His technically brilliant playing, in which he often made use of the highest registers of his instrument, can be heard in Earl Hines' Copenhagen 1934 and Rhythm Sunday 1937, in Jimmy Lunceford's Annie Laurie 1937, his only hit “Margie” (in which he also sang) and "Down by the Old Mill Stream" 1938, "Blue Blazes", "Easter Parade", "Belgium Stomp", "Think Of Me Little Daddy" and "Lunceford Special" 1939 as well as in "Bugs Parade" 1940. Together with Sy Oliver , then trumpeter and arranger at Lunceford, he wrote the hit "'Tain't What You Do (It's the Way That You Do It)", which reached # 11 on the Billboard charts in February 1939 . He is also the vocal soloist in recordings with Louis Armstrong and on Lunceford's "'Tain't What You Do", "Cheatin' On Me", "The Lonesome Road Easter Parade", "Ain't She Sweet", "Think Of Me." Little Daddy ”and“ I'm In An Awful Mood ”in 1939.
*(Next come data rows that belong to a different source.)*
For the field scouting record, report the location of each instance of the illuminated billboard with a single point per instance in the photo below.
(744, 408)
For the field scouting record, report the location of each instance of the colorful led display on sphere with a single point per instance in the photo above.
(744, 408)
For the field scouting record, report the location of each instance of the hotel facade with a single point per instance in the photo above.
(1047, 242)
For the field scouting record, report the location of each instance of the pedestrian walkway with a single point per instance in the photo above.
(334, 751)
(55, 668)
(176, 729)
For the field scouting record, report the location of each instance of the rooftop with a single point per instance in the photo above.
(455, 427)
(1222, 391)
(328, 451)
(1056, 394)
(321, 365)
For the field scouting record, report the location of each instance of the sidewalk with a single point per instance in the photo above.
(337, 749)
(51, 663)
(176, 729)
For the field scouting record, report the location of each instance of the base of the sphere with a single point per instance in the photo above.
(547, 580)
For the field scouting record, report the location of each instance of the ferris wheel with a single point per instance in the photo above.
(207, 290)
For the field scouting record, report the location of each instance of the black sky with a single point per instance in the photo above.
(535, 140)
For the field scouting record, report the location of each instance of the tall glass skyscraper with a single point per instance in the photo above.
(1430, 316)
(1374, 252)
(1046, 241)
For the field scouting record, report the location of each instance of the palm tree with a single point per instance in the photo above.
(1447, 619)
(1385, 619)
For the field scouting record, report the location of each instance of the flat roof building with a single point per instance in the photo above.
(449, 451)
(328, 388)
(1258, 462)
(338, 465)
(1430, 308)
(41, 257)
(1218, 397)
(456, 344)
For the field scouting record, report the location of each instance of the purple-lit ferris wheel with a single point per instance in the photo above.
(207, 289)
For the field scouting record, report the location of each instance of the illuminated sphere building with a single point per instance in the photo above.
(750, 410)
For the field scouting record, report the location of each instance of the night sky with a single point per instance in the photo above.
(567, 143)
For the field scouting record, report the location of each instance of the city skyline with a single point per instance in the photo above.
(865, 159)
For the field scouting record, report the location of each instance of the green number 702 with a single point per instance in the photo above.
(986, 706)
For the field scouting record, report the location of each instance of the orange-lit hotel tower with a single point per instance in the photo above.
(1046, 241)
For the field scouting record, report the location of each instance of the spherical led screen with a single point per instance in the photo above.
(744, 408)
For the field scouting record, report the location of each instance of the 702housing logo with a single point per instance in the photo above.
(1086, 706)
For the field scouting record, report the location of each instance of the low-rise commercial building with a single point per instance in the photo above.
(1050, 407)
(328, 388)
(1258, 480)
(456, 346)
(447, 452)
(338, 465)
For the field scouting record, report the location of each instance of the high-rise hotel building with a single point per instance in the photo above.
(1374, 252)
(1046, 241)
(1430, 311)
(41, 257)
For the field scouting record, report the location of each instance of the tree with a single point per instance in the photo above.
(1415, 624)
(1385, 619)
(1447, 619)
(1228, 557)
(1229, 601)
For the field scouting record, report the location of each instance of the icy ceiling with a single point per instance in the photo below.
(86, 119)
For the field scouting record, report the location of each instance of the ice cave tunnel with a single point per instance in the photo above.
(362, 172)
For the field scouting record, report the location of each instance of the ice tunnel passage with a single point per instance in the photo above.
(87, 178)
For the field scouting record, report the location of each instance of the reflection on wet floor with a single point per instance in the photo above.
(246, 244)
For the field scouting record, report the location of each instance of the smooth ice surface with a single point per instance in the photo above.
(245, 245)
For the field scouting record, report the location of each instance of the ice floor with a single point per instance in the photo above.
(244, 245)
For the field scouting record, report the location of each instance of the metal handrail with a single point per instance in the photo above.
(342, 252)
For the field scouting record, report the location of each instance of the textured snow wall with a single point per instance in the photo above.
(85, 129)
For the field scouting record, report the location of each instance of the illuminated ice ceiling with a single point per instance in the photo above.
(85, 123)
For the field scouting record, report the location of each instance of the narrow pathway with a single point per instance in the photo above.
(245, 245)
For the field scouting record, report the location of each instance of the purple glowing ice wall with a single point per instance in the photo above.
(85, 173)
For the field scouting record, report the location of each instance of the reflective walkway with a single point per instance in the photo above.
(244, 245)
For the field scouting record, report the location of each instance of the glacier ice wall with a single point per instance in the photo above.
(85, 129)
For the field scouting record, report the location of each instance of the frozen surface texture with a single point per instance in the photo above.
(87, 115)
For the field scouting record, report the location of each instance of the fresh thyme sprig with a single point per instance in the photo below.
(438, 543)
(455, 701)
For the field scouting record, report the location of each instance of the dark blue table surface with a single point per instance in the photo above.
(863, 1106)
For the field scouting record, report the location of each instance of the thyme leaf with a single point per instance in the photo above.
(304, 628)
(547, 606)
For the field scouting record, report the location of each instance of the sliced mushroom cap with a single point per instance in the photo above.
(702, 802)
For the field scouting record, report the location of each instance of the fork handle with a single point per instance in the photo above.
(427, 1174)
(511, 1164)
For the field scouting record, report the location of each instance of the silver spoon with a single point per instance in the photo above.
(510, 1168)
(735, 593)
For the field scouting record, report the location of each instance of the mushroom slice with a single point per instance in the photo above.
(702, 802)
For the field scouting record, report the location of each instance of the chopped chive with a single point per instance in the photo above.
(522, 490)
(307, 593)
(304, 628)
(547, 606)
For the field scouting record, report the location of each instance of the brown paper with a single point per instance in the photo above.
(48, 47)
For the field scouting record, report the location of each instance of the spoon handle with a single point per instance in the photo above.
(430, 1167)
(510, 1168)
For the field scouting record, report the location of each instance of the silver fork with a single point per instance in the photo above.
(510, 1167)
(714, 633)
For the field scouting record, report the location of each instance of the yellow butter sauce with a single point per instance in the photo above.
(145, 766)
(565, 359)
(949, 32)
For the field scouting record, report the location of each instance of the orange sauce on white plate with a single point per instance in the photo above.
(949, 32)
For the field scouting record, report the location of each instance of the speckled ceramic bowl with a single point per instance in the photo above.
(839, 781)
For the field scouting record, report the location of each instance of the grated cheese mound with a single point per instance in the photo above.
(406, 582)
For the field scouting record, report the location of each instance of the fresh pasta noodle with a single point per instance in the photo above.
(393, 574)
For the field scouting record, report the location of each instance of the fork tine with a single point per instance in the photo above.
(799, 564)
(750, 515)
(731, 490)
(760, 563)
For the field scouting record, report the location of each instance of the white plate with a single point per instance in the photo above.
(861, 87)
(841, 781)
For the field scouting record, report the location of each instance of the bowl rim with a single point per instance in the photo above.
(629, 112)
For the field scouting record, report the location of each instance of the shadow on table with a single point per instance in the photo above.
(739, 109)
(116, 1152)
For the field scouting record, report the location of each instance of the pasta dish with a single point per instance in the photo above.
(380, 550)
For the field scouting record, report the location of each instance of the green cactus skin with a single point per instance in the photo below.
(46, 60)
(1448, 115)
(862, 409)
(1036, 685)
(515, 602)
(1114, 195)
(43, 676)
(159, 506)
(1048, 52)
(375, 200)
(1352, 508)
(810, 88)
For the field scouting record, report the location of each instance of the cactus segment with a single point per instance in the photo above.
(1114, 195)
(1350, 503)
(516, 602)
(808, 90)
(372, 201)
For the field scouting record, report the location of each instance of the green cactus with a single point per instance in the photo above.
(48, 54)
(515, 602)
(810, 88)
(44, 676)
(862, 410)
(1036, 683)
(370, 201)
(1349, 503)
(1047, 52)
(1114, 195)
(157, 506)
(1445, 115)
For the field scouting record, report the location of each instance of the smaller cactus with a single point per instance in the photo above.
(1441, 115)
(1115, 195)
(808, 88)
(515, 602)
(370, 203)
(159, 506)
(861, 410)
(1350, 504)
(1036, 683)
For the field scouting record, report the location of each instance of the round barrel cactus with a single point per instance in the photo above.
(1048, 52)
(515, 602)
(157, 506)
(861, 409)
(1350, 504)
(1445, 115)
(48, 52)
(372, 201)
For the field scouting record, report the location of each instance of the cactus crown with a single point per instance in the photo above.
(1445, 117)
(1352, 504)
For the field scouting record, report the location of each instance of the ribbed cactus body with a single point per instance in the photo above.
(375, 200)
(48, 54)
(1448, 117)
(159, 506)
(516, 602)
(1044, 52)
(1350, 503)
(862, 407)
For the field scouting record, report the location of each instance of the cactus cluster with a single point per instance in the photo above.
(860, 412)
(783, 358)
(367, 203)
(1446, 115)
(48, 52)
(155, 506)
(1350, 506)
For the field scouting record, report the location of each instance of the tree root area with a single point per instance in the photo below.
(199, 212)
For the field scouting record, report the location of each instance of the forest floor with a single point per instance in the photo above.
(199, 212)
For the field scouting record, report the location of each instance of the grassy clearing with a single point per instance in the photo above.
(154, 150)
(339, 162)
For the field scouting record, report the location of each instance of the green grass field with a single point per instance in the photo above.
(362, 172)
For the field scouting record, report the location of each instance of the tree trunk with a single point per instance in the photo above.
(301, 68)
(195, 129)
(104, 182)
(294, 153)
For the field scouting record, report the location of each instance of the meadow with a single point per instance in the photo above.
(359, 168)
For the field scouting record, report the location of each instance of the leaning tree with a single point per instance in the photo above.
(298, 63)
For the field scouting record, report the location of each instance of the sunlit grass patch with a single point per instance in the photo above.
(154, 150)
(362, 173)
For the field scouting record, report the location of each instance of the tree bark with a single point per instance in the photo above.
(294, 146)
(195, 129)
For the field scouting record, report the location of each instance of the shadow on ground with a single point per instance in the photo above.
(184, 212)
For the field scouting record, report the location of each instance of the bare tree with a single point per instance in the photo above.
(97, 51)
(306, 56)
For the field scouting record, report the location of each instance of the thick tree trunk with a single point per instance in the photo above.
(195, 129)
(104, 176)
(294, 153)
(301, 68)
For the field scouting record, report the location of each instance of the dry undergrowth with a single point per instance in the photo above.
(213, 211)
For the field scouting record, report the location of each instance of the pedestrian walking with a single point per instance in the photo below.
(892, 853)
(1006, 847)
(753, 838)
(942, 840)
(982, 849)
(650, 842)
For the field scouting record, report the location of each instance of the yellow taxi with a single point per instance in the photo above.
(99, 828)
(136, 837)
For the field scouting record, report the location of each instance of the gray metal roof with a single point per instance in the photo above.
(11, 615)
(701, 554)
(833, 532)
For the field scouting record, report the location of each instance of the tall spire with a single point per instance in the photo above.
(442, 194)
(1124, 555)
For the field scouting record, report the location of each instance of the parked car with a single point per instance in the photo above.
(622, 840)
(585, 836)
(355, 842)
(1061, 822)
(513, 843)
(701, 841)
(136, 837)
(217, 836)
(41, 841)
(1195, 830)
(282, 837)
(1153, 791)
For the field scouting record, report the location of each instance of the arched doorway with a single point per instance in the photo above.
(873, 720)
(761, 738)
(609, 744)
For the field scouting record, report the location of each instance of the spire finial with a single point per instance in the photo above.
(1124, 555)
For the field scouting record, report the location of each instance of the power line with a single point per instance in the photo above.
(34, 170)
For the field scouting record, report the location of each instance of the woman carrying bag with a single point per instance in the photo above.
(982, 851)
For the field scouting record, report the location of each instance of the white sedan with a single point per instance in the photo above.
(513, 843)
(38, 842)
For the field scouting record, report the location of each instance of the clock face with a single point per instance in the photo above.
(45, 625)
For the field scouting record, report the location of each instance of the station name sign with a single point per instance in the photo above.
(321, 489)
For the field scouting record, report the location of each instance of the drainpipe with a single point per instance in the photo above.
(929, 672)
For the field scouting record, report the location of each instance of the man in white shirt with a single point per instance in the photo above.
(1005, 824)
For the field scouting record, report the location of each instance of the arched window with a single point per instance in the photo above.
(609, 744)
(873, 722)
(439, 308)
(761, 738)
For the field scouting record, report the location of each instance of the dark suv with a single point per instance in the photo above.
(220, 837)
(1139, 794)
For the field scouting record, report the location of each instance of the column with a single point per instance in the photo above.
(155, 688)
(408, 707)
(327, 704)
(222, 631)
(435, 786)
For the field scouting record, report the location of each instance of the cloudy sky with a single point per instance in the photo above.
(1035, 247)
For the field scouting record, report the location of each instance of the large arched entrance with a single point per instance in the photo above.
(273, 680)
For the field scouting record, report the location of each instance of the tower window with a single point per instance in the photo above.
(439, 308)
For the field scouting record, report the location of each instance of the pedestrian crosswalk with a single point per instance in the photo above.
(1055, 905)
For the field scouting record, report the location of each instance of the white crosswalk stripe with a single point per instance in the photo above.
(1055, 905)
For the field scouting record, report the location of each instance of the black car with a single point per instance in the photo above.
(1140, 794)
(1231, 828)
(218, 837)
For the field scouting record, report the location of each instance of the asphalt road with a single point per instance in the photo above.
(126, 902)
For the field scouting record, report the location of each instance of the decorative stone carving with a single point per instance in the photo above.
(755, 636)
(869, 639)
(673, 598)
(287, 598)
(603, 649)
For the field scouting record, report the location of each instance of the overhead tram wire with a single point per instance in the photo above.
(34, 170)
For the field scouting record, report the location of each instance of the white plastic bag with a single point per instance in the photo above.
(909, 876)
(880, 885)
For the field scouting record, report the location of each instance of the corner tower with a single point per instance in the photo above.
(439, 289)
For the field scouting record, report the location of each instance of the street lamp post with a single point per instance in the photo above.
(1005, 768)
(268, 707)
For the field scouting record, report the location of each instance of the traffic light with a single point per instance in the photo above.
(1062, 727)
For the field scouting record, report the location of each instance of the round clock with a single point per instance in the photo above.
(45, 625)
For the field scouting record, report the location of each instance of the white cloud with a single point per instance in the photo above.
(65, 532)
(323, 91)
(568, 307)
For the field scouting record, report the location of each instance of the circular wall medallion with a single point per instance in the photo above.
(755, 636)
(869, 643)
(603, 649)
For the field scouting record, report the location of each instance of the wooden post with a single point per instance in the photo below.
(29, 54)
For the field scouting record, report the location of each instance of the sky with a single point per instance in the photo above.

Young also played records with Buck Clayton and Illinois Jacquet .

According to his own biography, printed in the July 22, 1977 (October 22, 1977 - German) edition of the Awake! (Magazine of Jehovah's Witnesses), Trummy Young became a Jehovah's Witness in 1964. He was married to Sally Tokashiki, with whom he had two daughters, Barbara and Andrea Young, who is an excellent jazz singer herself.

Trummy Young died on September 10, 1984 after a brain haemorrhage.